Il est en l’espèce justifié que [L] [Z] a été incarcéré du 17 septembre 2025 au 18 avril 2026, date de son placement en rétention administrative, pour exécuter deux peines de 6 mois et 4 mois d’emprisonnement prononcées notamment en répression de faits de vol aggravé.
Ces condamnations multiples prononcées en répression d’atteintes aux biens et exécutées en détention jusqu’à une date très récente établissent l’existence d’une menace réelle et actuelle pour l’ordre public.
Il demeure par ailleurs une perspective raisonnable d’éloignement, dès lors que les autorités consulaires algériennes saisies d’une demande de délivrance d’un laisser-passer ont été relancées par courriers électroniques des 27 mai 2026 et 11 juin 2026.

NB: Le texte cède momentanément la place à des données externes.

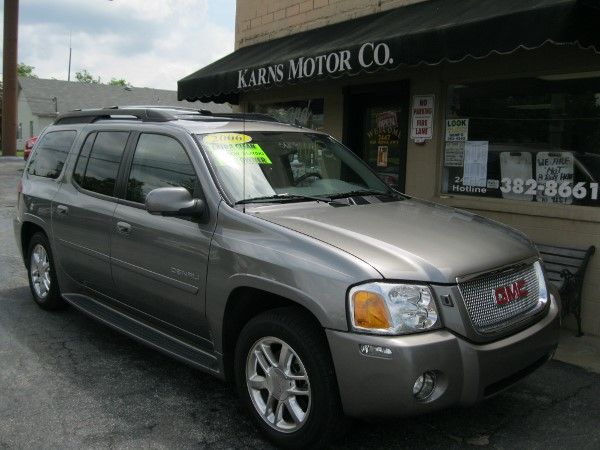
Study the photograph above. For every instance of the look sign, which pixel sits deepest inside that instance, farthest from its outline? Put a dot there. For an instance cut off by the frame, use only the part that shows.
(370, 55)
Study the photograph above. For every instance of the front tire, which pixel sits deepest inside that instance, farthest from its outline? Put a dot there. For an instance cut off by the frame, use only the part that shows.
(285, 377)
(42, 275)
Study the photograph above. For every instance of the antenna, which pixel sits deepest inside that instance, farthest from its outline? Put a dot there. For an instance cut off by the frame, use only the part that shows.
(244, 159)
(70, 51)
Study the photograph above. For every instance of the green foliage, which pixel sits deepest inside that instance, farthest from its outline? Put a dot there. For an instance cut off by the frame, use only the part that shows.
(85, 77)
(23, 70)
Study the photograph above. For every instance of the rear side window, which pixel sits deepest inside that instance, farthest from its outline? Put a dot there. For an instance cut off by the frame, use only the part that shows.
(51, 154)
(159, 161)
(98, 163)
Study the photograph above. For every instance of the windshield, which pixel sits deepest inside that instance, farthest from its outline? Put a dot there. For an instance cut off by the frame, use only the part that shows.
(289, 164)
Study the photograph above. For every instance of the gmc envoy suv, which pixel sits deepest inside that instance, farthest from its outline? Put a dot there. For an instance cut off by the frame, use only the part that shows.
(271, 256)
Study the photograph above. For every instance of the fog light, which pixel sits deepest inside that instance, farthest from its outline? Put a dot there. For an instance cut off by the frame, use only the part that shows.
(424, 385)
(375, 350)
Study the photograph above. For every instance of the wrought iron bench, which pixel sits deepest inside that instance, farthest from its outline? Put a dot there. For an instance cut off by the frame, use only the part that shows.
(565, 268)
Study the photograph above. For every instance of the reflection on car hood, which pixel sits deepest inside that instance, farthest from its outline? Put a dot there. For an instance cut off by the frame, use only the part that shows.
(409, 239)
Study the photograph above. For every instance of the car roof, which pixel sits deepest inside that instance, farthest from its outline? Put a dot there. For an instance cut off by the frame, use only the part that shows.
(193, 121)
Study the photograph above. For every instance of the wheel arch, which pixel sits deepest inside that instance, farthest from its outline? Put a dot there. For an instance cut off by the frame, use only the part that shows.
(245, 303)
(28, 229)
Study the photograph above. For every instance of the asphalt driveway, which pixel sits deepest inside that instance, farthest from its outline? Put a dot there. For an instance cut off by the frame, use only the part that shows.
(69, 382)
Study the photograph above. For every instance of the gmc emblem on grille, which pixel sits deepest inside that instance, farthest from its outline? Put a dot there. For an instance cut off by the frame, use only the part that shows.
(512, 292)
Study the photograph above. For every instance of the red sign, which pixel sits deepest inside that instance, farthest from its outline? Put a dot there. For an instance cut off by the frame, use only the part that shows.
(510, 293)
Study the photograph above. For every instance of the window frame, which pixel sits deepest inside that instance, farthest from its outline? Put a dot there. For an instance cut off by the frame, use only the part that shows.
(128, 163)
(32, 157)
(116, 191)
(500, 205)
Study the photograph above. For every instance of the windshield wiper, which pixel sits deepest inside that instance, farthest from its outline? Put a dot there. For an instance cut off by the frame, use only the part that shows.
(277, 197)
(361, 193)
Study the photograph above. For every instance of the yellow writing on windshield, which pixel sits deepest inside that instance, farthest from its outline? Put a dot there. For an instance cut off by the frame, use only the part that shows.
(248, 151)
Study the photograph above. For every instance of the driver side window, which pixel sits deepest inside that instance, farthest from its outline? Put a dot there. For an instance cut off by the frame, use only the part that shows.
(159, 161)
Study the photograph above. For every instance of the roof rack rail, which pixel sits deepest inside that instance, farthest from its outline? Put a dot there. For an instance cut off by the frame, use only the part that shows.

La troisième prolongation de la rétention étant de nature à permettre l’exécution de la mesure d’éloignement, il convient, par conséquent, de faire droit à la requête en date du 15 Juin 2026 de la PREFECTURE DU RHONE et de prolonger la rétention de [L] [Z] pour une durée supplémentaire de trente jours.
PAR CES MOTIFS
Statuant par mise à disposition au greffe, après débat en audience publique, en premier ressort, par décision assortie de l'exécution provisoire ;
DECLARONS la requête en prolongation de la rétention administrative de la PREFECTURE DU RHONE à l'égard de [L] [Z] recevable ;
DÉCLARONS la procédure diligentée à l'encontre de [L] [Z] régulière ;
Dispositif
ORDONNONS LA PROLONGATION DE LA RÉTENTION de [L] [Z] au centre de rétention de [Localité 1] pour une durée de trente jours supplémentaires ;
RAPPELONS que l'intéressé a l'obligation de quitter le territoire français en application de l'article L. 742-10 du CESEDA.